御蔭は力を使って、マキノにもその姿を見せているらしい。目を見開いたマキノが、唇を戦慄かせた。
「まさか、あなたがひとつ目の龍神様……」
「私をご存知でしたか」
右目を細めた御蔭が、優美に微笑む。
肩まで届く白銀の髪。隻眼の青の瞳。ずっと葵の妄想だと跳ね除けてきた美しい男を目の前にして、マキノは時が止まったかのように静止していた。
柔らかな物腰の御蔭はあまり神様らしくはないが、それでも独特な雰囲気や人間離れした美しさは隠しきれない。
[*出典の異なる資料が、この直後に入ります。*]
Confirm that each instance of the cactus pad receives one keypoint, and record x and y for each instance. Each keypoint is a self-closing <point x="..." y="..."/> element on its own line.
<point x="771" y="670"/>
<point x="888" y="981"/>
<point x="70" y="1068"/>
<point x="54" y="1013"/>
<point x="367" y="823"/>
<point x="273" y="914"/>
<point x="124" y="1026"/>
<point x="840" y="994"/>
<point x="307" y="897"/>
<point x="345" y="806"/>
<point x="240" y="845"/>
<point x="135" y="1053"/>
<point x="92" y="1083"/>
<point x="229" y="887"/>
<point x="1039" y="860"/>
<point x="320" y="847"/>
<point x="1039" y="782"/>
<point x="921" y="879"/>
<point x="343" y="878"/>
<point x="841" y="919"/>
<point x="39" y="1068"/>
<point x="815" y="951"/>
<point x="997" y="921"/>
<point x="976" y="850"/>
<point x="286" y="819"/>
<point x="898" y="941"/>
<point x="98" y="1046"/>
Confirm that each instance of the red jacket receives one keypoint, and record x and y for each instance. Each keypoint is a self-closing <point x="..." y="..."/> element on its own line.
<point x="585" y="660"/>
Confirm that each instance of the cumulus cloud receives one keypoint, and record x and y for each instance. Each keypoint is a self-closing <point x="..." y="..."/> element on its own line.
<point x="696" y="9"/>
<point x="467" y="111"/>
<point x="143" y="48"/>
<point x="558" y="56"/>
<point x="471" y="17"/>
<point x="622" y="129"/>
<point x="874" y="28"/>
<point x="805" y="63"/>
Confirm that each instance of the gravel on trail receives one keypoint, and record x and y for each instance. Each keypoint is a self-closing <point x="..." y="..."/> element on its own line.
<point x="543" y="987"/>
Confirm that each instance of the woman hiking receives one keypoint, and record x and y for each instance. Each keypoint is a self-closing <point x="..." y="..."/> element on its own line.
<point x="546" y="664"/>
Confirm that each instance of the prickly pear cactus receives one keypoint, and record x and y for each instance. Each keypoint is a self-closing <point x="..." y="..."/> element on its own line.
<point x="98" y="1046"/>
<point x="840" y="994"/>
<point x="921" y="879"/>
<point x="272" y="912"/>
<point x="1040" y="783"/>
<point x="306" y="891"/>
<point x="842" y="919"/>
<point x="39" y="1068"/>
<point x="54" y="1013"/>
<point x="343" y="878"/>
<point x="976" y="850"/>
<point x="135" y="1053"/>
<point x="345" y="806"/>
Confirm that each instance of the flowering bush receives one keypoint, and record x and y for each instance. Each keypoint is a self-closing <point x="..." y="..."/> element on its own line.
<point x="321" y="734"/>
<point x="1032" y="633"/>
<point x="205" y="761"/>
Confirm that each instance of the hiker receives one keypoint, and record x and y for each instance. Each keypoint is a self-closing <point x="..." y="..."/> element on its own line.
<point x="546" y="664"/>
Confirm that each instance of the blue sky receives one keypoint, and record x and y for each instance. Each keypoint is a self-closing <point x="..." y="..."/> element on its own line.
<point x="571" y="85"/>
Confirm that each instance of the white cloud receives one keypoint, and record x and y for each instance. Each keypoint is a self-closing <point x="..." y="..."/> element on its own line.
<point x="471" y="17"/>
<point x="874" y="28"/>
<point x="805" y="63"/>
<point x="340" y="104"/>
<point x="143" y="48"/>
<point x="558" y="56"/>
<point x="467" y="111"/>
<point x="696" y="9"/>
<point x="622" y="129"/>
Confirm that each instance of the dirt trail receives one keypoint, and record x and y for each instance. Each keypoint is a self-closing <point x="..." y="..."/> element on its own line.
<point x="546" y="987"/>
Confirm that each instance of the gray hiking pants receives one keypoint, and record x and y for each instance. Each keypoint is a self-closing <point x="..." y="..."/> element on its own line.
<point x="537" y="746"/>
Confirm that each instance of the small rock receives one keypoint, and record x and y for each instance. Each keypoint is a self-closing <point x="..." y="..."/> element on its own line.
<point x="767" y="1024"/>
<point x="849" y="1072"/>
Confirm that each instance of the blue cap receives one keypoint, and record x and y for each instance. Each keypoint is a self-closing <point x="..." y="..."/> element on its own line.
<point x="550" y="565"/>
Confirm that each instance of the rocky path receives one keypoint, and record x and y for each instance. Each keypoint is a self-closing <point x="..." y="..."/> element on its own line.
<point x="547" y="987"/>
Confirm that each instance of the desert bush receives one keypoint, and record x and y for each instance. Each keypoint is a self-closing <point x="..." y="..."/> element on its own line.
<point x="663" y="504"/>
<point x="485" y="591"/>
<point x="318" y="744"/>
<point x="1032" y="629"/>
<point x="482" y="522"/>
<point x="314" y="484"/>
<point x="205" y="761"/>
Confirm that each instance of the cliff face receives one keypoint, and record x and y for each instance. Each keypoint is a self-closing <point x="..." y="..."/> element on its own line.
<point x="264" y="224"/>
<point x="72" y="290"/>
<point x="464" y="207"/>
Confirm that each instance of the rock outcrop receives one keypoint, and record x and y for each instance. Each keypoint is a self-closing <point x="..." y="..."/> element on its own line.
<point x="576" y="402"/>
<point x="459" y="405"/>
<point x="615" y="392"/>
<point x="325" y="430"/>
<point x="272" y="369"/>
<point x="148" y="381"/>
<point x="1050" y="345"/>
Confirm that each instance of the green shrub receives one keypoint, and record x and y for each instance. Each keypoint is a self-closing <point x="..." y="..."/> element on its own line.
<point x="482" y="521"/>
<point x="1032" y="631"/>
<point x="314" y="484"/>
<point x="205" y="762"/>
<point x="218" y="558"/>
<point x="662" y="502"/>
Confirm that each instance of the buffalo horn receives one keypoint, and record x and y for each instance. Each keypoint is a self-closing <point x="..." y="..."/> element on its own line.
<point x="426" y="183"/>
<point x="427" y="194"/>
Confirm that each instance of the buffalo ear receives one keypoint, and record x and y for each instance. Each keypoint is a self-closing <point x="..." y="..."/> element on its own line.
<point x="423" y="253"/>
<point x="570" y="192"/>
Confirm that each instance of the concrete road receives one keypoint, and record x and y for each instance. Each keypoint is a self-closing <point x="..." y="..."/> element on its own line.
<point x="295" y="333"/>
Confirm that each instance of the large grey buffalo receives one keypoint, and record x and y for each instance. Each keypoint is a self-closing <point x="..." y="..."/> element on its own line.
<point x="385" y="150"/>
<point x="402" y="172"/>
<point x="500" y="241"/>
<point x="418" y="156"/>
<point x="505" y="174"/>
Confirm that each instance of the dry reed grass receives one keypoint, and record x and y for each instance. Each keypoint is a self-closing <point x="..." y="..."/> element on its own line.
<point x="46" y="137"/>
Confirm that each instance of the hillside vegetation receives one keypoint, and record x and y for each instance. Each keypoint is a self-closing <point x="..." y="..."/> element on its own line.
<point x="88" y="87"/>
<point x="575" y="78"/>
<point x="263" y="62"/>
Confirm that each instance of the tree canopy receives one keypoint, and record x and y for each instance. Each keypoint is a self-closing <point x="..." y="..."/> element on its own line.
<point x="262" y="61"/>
ようやく御蔭の存在を認めたのか、マキノが陶然とため息を吐く。御蔭はそれに穏やかな笑みを返すと、葵の肩を抱き寄せた。
「きゃっ……ちょっと、御蔭……」
不意打ちに顔を赤くする葵にふっと笑いかけてから、御蔭がゆっくりとマキノに視線を戻す。
「どうかご安心を。あなたがここまで守ってくださった花嫁は、私がこれから大切に守りますので」
澄んだ空のような青の瞳がマキノをまっすぐに見つめる。凛々しさと同時に神々しさをも漂わせる御蔭の横顔は、葵の目にひときわまぶしく映った。